About Time, 2013

 Tür: Dram, Fantastik,Romatik
Yönetmen:  Richard Curtis
IMDb:  7,8/10

Hayatınızın her dakikasını istediğiniz ölçüde tekrar yaşama fırsatınız olsaydı desem? 

Klişe bir soru gibi geliyor ama düşündüğünüzde kalbinizi ısıtmıyor mu, benim yakıyor. Yaptığınız toz tanesi kadar küçük hatalarınızı bile değiştirebilseniz, yaşadığınız o en muazzam dakikaları tekrar tekrar bir de bilinçli halinizle geçirebilseniz; dünya daha yaşanır bir yer olmaz mıydı? *Denemeye değer. 
Her gününüzü tek bilet- tek seans sinema filmi gibi yaşayın ve onları geri istemeyin her şey ilk defasıyla güzel düşüncesini bencilce bulanlardanım. İnsanız ve sonunu bilmediğimiz ama kafamızda masalsı başlayan ya da düşünürken bile mutlu eden şeyleri ne pahasına olursa olsun yaşamaya bayılıyoruz. 
Bir kere dünyaya gelme amacımız bu: daha iyisini istemek; hep bir şeyler istemek...

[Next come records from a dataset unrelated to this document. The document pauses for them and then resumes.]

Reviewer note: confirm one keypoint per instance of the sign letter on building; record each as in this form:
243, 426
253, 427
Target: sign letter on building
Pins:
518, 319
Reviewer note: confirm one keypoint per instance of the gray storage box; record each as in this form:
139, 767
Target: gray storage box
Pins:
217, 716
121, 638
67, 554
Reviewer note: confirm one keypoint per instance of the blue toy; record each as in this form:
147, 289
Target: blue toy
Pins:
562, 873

Düşünsenize hiç bitmesini istemediğiniz günleri tekrar yaşayacaksınız.  
"Seni bir kere  öpsem ikinin hatırı kalıyordu; iki kere öpeyim desem üçün boynu bükük " 
der sevdiğim şair. 
Boynu bükük kalmasın üçüncülerin...

Belki bir daha göremeyeceğimiz sevdiklerimizle doyasıya; içimizi çıkartırcasına yaşayabilirdik. 

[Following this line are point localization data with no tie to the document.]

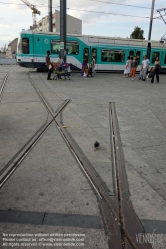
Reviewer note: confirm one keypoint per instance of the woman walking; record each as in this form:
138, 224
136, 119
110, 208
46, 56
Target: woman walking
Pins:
134, 65
156, 69
127, 68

*Duyuyorum, insan sevdiği şeylere/kimselere nasıl doysun?


Tim ve Mary.. 
Tim başlarda bir kaç kez farklı atmosferlerde Mary ile tanışıyor. Bu tanışmaların hepsini seviyorsunuz, yakışıklı değil ama sempatik Tim bunu öyle başarıyor. 
Mary'i The Time Traveller's Wife'tan biliyoruz ve seviyoruz; artık daha çok seveceğiz. Onun o soft romantik saçları belki biraz demode kahküllleri yine sempatikliğiyle karışacak film boyunca. Tim ise şanslı genlere sahip; bulunduğu ailenin erkekleri zamanda yolculuk yapabiliyor. 
Bu güne kadar izlediğimiz zamanda yolculuk filmleri acıydı, burada değil. 

Bir zamanda yolculuk böyle de sımsıcak işlenebilirdi, dedirtiyor. 

Zamanla, pişmanlıklarla, aşkla ve kaderle ilgilenen filmlere daha bir içten bakıyorum bu doğru.. 
Yaşadığınız aşkın pişmanlıkla ve geçen zamanla ilgisi varsa kaderi suçlamak ona bir daha inanmamak elden gelen en kolay şey, bunu da biliyorum. Ama her şey aşk değil, bazen birini mutlu etmek için küçük dokunuşlar yapıyorsunuz 
ve
 h e r ş e y   d e ğ i ş i y o r . 

Çünkü ben kelebek etkisine gönülden inanıyorum. İşte Tim bu anları iyi niyetiyle doğru orantılı kullanıyor. 

Tim der ki, "bazen bu seyahatleri kullanmaya gerek duymuyorsunuz, çünkü anlar çok kıymetli." 

Tabii ilk zamanlarda söylüyor bunu, sonra o anların kıymetini öyle bir biliyor ki bunları iki kez yaşamanın gerekliliğini işliyor içinize ve ızdıraplı bir istek duyuyorsunuz tam da o vakit: "O anı bir kere daha yaşamak için her şeyi yapardım" dediğiniz an/ları tokat gibi çarpıyor yüzünüze.. 


Bazen bazı filmleri anlatmak istemiyorum çünkü eğer bunu beceremezsem sizden güzel bir an çalmış gibi olurum, böyle inanıyorum. İzleyince anlayacaksınız. 


*T: Hiç yağmur yağmamış bir günde mi evlenmek isterdin?
 M: Asla, bu günü hiçbir şeye değişmem *
*repliği, düğündeki o mis gibi şarkı eşliğinde Mary'nin küçük omuz dansıyla Tim'e doğru geliği an o kadar izlenilesi ki..
Ayrıca metrodaki çalan şarkı ...


-Basit bir kelime gibi değil altı çizili- gerçekten doyasıya yaşayarak izleyiniz.